You plan to perfom an Tech DD? We are happy to share insighs from our data-driven approach and strong experienced CTOs.
While every startup now claims an "AI-first" strategy, our assessments reveal that 95% of enterprise AI pilots fail to deliver measurable ROI (source). This guide classifies AI ventures into four distinct categories and identifies five critical patterns, from production-grade MLOps to human-in-the-loop oversight, that separate scalable platforms from fragile wrappers.
The post-ChatGPT investment landscape is crowded with companies claiming to be AI-driven. For investors, the challenge is no longer finding AI opportunities, but validating if the "AI" is a defensible asset or just clever marketing. At TechMiners, having assessed hundreds of targets, we have observed that the way a venture handles AI affects every area of Tech Due Diligence: tech, product, team, and scalability.
Here, we focus on companies that we classify as AI Enhancers or AI Pioneers, as previously defined.
Top 5 Learnings for Smarter AI Investments
1. The Data moat is the only true moat
Code is easy to replicate, especially now that coding agents reduce the time required to do so by an order of magnitude (or 2, or 3). Writing clever prompts for ChatGPT, Gemini, or Claude can be complicated when talking about nuances, but it’s barely enough to set a company apart from competitors. Defensibility comes from the data pipeline. Clean, pipelined data is an exclusive asset, whereas raw data is merely a cost. Proprietary, first-party data, sometimes accumulated over years, creates an unbridgeable gap in model performance.
2. MLOps: the engine room of scalability
Without Machine Learning Operations (MLOps), AI remains a black box that is hard to impossible to audit or scale. A professional framework ensures the model survives the real world through:
- Data engineering & versioning: automated pipelines that clean and version data. This ensures traceability, allowing teams to identify exactly which data influenced a model’s behavior.
- Model validation & testing: Model behaviour is validated through structured, repeatable testing against defined performance, safety, and bias criteria. This supports ongoing improvement in quality, reliability, and behavioural consistency over time.
- Monitoring: Real-time detection of performance degradation (drift) or unethical outputs (bias) before they cause reputational damage.
3. Agentic AI requires an "Assembly Line" with guardrails
The shift toward Agentic AI (where specialized agents work together) brings efficiency but introduces new risks. A professional setup uses an "Assembly Line of Experts" coordinated by an Orchestrator. Crucially, this must include Guardrail Agents and QA Agents whose sole job is to review the output of other agents for security and accuracy. Fallback scenarios to engage a human-in-the-loop (HITL) are crucial.
4. Watch for the "Danger-Combo" in protocols
The industry is shifting toward standards like the Model Context Protocol (MCP), which unifies how AI agents talk to third-party systems like Slack or CRMs. While MCP accelerates delivery, investors must watch for a dangerous overlap, as beautifully illustrated by Korny Sietsma on Martin Fowler’s blog, and addressed by other AI heavyweights like Simon Willison:
Danger emerges when an AI system simultaneously has access to sensitive data, the ability to act externally (e.g., make payments), and exposure to untrusted inputs.

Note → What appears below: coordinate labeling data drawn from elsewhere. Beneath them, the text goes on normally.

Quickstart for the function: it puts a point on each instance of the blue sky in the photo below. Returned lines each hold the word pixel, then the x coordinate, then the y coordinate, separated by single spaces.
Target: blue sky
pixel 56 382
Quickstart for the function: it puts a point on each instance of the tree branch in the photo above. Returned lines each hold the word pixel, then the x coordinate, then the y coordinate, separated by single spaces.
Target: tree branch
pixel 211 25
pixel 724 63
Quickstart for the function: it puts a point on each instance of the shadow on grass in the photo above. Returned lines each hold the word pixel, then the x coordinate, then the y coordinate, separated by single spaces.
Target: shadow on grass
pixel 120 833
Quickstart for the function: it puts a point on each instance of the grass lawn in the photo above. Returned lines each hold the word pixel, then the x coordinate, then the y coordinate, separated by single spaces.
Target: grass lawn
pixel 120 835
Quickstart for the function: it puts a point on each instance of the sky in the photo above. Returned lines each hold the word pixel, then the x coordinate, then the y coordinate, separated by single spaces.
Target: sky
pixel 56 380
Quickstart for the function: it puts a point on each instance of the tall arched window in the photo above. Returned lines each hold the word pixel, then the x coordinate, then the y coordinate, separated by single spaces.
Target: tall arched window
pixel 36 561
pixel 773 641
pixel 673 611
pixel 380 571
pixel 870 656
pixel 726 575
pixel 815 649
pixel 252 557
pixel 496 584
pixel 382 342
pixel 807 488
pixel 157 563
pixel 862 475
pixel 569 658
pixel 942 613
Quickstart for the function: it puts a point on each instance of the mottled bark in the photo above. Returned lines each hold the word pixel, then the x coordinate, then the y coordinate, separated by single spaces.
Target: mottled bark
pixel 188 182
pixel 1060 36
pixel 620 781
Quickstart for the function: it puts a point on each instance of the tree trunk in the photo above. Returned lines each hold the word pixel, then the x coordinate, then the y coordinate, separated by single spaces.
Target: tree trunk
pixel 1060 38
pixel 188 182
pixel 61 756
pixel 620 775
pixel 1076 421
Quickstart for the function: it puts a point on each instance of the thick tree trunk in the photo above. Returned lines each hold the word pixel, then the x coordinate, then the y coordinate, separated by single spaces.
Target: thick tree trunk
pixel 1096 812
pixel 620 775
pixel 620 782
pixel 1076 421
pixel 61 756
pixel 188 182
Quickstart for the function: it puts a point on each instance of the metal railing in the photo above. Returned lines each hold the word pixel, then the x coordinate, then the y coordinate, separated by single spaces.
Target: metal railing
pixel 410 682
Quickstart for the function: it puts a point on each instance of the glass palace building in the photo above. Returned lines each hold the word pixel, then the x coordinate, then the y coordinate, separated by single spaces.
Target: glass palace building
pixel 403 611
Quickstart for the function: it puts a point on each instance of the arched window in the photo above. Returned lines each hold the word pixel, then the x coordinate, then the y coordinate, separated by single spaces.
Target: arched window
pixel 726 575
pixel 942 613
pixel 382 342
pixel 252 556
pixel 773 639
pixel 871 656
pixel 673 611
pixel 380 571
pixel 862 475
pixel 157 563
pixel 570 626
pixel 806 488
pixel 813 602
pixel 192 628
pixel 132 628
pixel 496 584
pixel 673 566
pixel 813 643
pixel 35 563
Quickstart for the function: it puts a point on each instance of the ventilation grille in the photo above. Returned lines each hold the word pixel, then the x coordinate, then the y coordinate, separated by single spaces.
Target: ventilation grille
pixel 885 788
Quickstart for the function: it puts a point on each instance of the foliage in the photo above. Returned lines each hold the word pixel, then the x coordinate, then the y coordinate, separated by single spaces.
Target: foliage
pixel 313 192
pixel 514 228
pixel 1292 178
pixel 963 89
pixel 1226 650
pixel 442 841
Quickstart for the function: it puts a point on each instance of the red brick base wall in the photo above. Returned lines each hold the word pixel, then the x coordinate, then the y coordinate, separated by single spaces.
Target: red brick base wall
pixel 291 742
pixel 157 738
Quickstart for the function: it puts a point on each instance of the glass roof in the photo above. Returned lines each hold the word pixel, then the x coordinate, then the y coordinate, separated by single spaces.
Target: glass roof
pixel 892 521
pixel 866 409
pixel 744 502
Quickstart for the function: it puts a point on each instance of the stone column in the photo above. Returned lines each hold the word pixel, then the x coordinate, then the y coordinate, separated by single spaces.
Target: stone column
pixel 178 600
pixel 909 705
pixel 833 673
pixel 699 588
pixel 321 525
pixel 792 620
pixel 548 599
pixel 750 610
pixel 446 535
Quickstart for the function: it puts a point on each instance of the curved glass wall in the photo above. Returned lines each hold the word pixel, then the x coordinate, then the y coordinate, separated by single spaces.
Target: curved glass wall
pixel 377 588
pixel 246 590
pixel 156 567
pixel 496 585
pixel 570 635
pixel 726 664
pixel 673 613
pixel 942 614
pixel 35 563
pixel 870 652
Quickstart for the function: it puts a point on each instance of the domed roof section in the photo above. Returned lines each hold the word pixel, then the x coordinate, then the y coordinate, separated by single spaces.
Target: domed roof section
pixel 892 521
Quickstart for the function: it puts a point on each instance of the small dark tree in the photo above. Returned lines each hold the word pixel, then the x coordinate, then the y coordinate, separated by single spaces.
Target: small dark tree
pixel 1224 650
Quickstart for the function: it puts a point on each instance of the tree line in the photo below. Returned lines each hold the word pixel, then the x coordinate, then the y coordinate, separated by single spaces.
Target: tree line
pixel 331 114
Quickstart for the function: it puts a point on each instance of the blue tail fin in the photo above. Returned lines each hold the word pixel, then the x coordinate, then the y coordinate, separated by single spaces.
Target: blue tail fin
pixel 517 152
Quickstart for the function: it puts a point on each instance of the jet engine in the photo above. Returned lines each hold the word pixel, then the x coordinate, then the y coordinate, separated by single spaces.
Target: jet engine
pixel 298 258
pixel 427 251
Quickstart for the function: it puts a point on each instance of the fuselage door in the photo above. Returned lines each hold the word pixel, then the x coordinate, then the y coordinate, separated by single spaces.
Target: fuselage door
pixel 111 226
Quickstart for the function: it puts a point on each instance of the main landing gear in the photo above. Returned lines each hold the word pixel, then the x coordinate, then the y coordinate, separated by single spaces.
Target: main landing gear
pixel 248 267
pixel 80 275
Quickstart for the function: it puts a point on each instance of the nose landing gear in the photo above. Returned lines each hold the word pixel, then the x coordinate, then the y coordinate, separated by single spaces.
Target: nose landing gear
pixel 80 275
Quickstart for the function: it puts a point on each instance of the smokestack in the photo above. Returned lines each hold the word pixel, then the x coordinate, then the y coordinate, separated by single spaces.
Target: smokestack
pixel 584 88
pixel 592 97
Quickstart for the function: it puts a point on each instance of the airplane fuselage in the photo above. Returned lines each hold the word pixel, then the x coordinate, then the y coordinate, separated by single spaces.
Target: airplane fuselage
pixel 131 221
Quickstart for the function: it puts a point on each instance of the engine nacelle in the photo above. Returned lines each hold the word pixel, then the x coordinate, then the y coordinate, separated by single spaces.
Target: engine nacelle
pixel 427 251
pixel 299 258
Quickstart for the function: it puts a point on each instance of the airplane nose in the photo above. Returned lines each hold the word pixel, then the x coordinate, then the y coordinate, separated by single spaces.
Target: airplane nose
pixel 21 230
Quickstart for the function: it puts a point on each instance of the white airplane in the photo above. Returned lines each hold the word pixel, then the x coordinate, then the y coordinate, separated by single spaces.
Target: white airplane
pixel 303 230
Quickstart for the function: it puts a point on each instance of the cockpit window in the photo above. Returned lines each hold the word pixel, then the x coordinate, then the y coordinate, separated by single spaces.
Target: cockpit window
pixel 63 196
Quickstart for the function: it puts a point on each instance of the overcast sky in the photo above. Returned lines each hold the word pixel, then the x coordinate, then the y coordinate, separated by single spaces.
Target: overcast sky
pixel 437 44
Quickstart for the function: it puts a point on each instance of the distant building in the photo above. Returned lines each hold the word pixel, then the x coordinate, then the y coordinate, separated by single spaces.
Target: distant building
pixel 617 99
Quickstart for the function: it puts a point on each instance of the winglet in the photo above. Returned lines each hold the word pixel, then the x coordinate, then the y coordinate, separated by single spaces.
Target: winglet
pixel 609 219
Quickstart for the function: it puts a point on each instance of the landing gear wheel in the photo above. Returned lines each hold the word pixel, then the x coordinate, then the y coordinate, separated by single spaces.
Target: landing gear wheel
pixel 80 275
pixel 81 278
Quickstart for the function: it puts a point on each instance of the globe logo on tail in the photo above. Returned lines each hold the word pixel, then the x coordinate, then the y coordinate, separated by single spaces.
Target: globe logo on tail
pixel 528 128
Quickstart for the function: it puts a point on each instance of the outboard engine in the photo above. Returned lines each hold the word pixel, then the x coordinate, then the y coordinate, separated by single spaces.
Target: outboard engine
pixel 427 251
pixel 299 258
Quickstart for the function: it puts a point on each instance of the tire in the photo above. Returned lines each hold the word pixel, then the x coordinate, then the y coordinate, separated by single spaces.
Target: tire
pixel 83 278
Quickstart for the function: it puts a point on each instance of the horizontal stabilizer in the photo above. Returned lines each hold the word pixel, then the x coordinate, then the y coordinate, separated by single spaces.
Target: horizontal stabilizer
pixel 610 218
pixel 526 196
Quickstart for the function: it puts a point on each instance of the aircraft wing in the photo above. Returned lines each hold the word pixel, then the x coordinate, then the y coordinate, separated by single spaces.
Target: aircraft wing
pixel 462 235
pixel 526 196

Without explicit action boundaries and human-in-the-loop gates, this is a major security risk.
5. Engineering discipline in AI-centric products
Companies building "AI as a core product" often carry the highest tech debt. The primary driver is early development led by scientists or academic teams who deliver strong AI capabilities but lack experience in production-grade software engineering.
As a result, core systems frequently miss essential engineering disciplines: clear architecture, testing, security boundaries, and operational resilience. Additionally, time to market pressure on AI capabilities pushes teams towards short-term delivery at the expense of long-term maintainability.
Strong teams take an augmented engineering approach: Experienced engineers remain responsible for architecture, reliability, and system integrity. Companies that combine advanced AI with disciplined software engineering scale far more effectively than those built without sufficient engineering maturity.
Telltale signs: The investor checklist
Are you looking for a more detailed checklist to deep dive into AI Due Diligence?
Sharpen your investment team's ability to spot technical red flags in AI ventures? Contact the TechMiners team today to discuss our specialized workshop, "Tech DD in the Age of AI," designed specifically for VC and PE investors.
Key Takeaways
- MLOps is mandatory: Don't invest in AI that isn't backed by a structured lifecycle. Clear processes, monitoring, and evaluation are all required to guarantee long-term quality.
- Trust, but verify: Agentic systems require automated guardrail agents and human-in-the-loop oversight for code changes.
- Engineering discipline matters: AI capability alone does not scale. Look for teams where experienced engineers own system design and reliability, with AI integrated into a disciplined software engineering practice.
- Security is paramount: Be wary of systems where AI has autonomous access to sensitive data and external action capabilities without strong safety mechanisms and processes to maintain security and protect data.